Earlier this morning, I discovered http://me.jappix.com. It utilizes a Jappix instance to provide a public-facing profile for those using the federated system, and acts as a way for people to discover other users. Jappix itself can also be used as a social network, with status updates and commenting systems. All it requires is a proper XMPP account or server to act through.Now, XMPP is something which I have taken a deep interest in for quite a time. It uses web standards—especially XML—to send messages from one client to another, or even between multiple servers. Unlike AOL Instant Messenger, Yahoo! Messenger, or even Skype, XMPP is designed to be decentralized and federated, allowing anyone to run their own XMPP server for people to send messages to. This includes using conference servers to hold group chats, and the Jingle protocol for audio (and video) calls. Additionally, XMPP itself is designed to take advantage of plug-ins and upgrades, such as offline messages, end-to-end encryption using GNU Privacy Guard keys, and even the ability to access other IM services like AOL Instant Messenger.It is, in my humble opinion, the ultimate solution for chat and messaging. However, relatively few people use it, as it does not come as the stock chat service on any mobile device, or any desktop platform. In addition, many of the clients include very odd and complex power user tools, and some become confused when a client requires that the username and domain must be entered separately*. It is, for all intents and purposes, a clusterfuck.This is why many people prefer Skype and Google Hangouts. While they are—in my opinion—inferior products to XMPP, they are much easier to set up and use. They are also default applications on Windows and Windows Phone (Skype), and Android (Google Hangouts). People prefer to use something easy, and the rule of defaults** is something which is hard to fight.
Now, with this said, there are some services which use XMPP chat servers for their IM environment, namely Google Talk and LiveJournal Talk. However, neither of these are federated servers, meaning that if you want to talk to someone outside of the server, you will not be able to. This makes it even more difficult to use the service, as despite being XMPP, you are blocked from chatting with others you wish to talk to.
Then there is Telegram. It is a semi-open system that is supposed to be cryptographically sound, though I have seen many reports that they are not actually secure at all, especially due to a lack of end-to-end encryption. There is also apparently a way to break the keys used in their secret chat system, but I am no cryptography expert, so any attempt to explain it should fall to a bit of digging. I would suggest Steve Gibson's explanation in Security Now Episode 444 for at least some of the issues.
Personally, I would trust Telegram more if I were able to run my own server, or at least see cryptographers fully audit the methods used by the service. I would also trust them more if they did not require a telephone number…or alert people who have my number when I make an account. That is not security. That is creepy.

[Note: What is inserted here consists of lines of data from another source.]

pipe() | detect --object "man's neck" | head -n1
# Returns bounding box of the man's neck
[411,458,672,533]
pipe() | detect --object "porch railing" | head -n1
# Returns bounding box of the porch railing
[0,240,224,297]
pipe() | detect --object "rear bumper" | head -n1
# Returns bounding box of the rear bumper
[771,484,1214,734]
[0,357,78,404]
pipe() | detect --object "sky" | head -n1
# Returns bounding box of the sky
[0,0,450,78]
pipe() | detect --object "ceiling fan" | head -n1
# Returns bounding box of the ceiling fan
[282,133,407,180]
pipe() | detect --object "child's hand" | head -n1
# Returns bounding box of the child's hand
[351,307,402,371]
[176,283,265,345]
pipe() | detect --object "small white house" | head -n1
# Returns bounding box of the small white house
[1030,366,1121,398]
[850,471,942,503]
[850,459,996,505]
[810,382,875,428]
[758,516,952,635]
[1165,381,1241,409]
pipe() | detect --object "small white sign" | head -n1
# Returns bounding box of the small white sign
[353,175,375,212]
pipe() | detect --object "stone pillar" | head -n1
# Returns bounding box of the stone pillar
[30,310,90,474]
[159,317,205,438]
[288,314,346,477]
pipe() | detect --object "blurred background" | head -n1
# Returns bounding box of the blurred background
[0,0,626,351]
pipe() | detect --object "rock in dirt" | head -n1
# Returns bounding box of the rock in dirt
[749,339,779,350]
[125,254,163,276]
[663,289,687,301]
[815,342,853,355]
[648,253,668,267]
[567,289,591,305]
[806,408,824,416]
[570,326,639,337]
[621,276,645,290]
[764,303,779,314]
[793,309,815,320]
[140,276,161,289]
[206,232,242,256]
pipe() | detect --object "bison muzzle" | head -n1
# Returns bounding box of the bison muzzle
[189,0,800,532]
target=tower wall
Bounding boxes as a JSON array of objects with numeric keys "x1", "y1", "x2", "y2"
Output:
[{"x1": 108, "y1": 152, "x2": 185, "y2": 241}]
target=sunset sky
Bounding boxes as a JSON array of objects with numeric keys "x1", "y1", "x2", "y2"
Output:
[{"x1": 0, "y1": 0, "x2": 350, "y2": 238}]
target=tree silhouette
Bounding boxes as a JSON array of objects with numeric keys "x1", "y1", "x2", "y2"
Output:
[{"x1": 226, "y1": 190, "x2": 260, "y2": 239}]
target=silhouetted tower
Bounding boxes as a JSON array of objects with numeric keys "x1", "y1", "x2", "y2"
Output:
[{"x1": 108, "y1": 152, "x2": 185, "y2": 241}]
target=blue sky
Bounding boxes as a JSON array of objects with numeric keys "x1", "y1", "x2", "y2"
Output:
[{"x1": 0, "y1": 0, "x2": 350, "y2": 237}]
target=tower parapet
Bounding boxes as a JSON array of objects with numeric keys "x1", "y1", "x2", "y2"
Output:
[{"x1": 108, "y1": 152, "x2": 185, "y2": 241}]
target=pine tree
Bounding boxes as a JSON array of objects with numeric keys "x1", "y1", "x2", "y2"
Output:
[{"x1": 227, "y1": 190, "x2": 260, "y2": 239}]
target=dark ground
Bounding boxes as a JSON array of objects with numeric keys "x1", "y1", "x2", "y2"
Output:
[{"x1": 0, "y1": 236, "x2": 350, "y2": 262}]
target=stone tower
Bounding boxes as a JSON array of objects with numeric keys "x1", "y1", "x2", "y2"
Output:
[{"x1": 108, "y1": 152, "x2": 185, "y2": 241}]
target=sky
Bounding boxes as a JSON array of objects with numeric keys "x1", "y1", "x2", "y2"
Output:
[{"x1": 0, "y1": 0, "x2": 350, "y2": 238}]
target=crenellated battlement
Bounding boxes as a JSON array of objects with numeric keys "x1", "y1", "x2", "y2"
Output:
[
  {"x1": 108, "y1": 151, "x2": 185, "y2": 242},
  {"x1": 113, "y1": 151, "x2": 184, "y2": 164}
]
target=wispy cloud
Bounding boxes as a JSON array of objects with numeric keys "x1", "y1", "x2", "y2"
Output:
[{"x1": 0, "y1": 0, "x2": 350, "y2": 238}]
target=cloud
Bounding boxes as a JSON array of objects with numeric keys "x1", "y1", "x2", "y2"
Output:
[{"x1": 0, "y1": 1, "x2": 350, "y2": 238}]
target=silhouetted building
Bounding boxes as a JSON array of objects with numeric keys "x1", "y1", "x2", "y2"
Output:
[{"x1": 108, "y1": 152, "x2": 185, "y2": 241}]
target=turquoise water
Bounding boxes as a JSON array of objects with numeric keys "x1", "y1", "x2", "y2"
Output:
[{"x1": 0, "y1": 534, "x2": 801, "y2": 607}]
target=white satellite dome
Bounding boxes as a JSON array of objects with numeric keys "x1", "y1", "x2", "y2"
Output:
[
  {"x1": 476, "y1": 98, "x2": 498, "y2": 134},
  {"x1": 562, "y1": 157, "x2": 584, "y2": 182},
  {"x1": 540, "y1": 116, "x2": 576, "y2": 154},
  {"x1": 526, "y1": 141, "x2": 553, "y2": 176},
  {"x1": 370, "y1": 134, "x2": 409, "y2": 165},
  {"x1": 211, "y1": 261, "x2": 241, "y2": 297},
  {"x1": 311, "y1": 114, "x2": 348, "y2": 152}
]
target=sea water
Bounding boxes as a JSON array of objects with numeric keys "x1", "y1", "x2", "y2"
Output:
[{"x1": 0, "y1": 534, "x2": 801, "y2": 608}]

In all honesty, XMPP with GNU Privacy Guard keys is still much more secure, as the encryption is from client to client. Additionally, the connection itself can be secured though TLS encryption, which is also used by websites to provide secure connections (HTTPS). If you truly want to make sure your conversation is not being read by people other than your intended recipiant, then I would highly suggest this method over any other, but I am slightly biased.
Regardless, I truly needed to get these thoughts out of my head and onto my blog. Hopefully, it will encourage some people to look into using XMPP themselves. If you do, I highly suggest XMPP.jp, or Jappix itself for your server of choice, though there are plenty to choose from.
*: Pidgin, one of the more popular clients, does this very thing. However, they are not known for being friendly towards users.**: For those who do not know, the "Rule of Defaults" states that most people will stick to default applications when using a device, such as a computer or smartphone, and ignore alternatives. MSN Messenger, Skype, Internet Explorer, Safari, Windows Media Player, and Google Chrome (on many modern pre-built PCs) are examples of this mentality.